Mort de Naomi à Strasbourg: "nous voulions que tout le monde le sache", explique sa famille

Joints au téléphone par France 3 Alsace, la soeur et le père de Naomi, jeune Strasbourgeoise décédée quelques heures après son appel au Samu, expliquent pourquoi il ont tenu à rendre public l'enregistrement de la conversation et ce qu'ils attendent de l'enquête.

Naomi Musenga.
Naomi Musenga. © Facebook
Naomi Musenga, 22 ans, est décédée au Nouvel hôpital civil de Strasbourg, le 29 décembre 2017, quelques heures après son appel à l'aide au Samu, qui a tardé à la prendre en charge. Appel téléphonique dans lequel on entend la jeune maman expliquer qu'elle "va mourir" et l'opératrice lui répondre avec mépris. 

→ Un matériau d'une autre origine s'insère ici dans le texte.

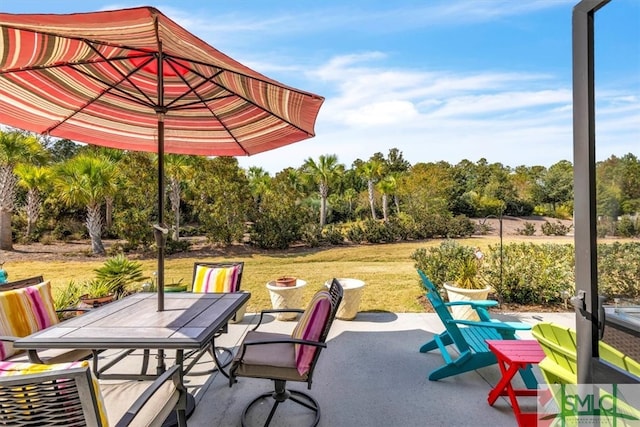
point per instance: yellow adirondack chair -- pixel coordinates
(560, 364)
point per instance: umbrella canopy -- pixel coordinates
(133, 79)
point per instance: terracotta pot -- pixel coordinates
(87, 302)
(286, 281)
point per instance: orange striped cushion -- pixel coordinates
(25, 311)
(216, 279)
(310, 327)
(25, 368)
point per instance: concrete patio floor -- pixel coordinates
(371, 374)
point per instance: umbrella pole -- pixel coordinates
(160, 231)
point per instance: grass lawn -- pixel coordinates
(392, 283)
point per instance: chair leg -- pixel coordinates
(218, 359)
(444, 339)
(281, 395)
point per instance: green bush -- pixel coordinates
(626, 227)
(529, 229)
(377, 231)
(557, 229)
(332, 235)
(459, 226)
(619, 270)
(176, 246)
(528, 273)
(450, 262)
(311, 234)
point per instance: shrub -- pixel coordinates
(377, 232)
(528, 273)
(483, 228)
(177, 246)
(557, 229)
(626, 227)
(311, 234)
(619, 269)
(450, 262)
(460, 226)
(332, 235)
(529, 229)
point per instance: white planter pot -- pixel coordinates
(286, 297)
(460, 294)
(350, 304)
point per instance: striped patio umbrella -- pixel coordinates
(133, 79)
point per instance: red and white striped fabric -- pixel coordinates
(93, 77)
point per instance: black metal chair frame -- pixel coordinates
(217, 352)
(281, 393)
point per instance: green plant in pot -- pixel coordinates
(457, 269)
(95, 292)
(121, 274)
(66, 299)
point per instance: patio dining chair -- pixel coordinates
(211, 277)
(26, 307)
(69, 395)
(468, 337)
(281, 357)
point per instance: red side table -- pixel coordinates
(513, 355)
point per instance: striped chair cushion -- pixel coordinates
(25, 311)
(310, 327)
(25, 368)
(216, 279)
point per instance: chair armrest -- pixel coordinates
(474, 304)
(250, 342)
(8, 338)
(285, 341)
(173, 374)
(276, 310)
(499, 326)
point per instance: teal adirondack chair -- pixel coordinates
(468, 337)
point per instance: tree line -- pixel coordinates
(54, 189)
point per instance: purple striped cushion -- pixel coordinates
(25, 311)
(216, 279)
(310, 327)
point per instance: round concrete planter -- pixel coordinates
(350, 304)
(465, 312)
(286, 297)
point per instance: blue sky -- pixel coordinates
(438, 79)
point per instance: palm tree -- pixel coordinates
(15, 147)
(34, 179)
(177, 169)
(322, 174)
(386, 186)
(259, 183)
(87, 180)
(371, 171)
(115, 156)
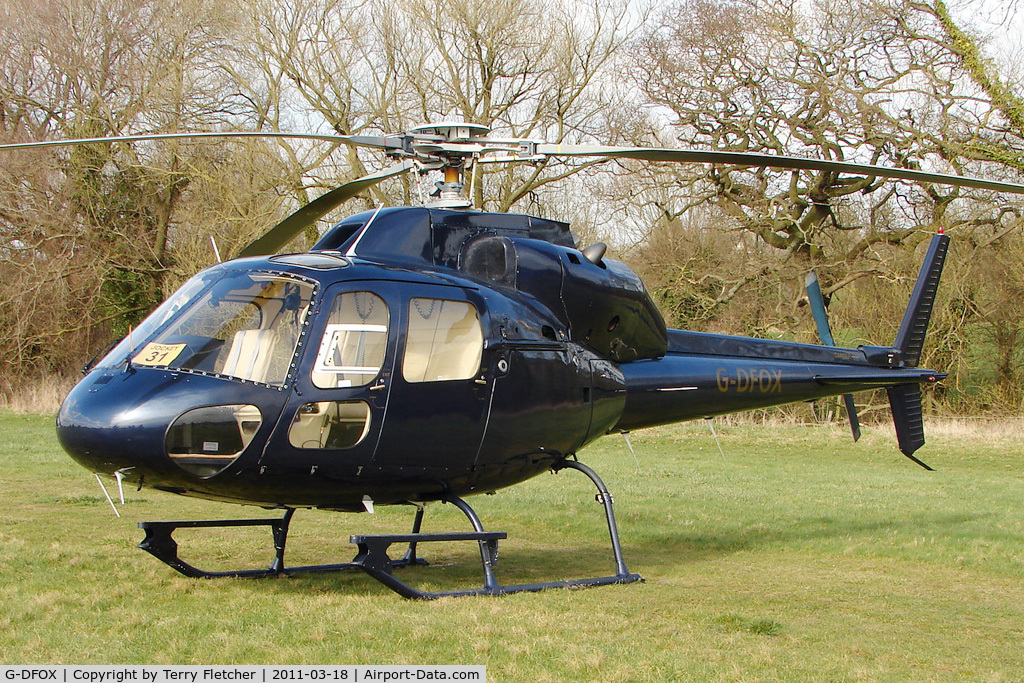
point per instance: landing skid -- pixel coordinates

Première conséquence du retentissement médiatique de la mort de Naomi : l'opératrice, employée par les hôpitaux universitaires de Strasbourg n'exerce plus les mêmes fonctions en attendant les résultats de l'enquête interne de l'hôpital attendus dans trois semaines. "Une première analyse laisse à penser que les conditions de traitement de l'appel n'ont pas été conformes aux bonnes pratiques, mais seule l'enquête pourra le déterminer", a confié Christophe Gautier, le directeur des hôpitaux universitaires de Strasbourg, à France 3 Alsace.

Cette notion de non-assistance à personne en danger m'a beaucoup bouleversé, le mépris aussi, dans un pays comme le nôtre, si développé. Naomi ne méritait pas ça.


La famille de Naomi a écrit au procureur de la République pour réclamer l'ouverture d'une enquête judiciaire, mais n'a pas formellement déposé plainte. "On a demandé l'enregistrement parce que l''on ne comprenait pourquoi Naomi a dû attendre si longtemps pour être prise en charge, explique Louange Musenga, sa grande soeur. L'enregistrement nous a choqués. on ne s'attendait pas à ça. Avant même qu'on décide de le publier, on se disait que ce n'était pas normal. On sait qu'elle était seule quand elle a appelé, qu'elle avait des saignements."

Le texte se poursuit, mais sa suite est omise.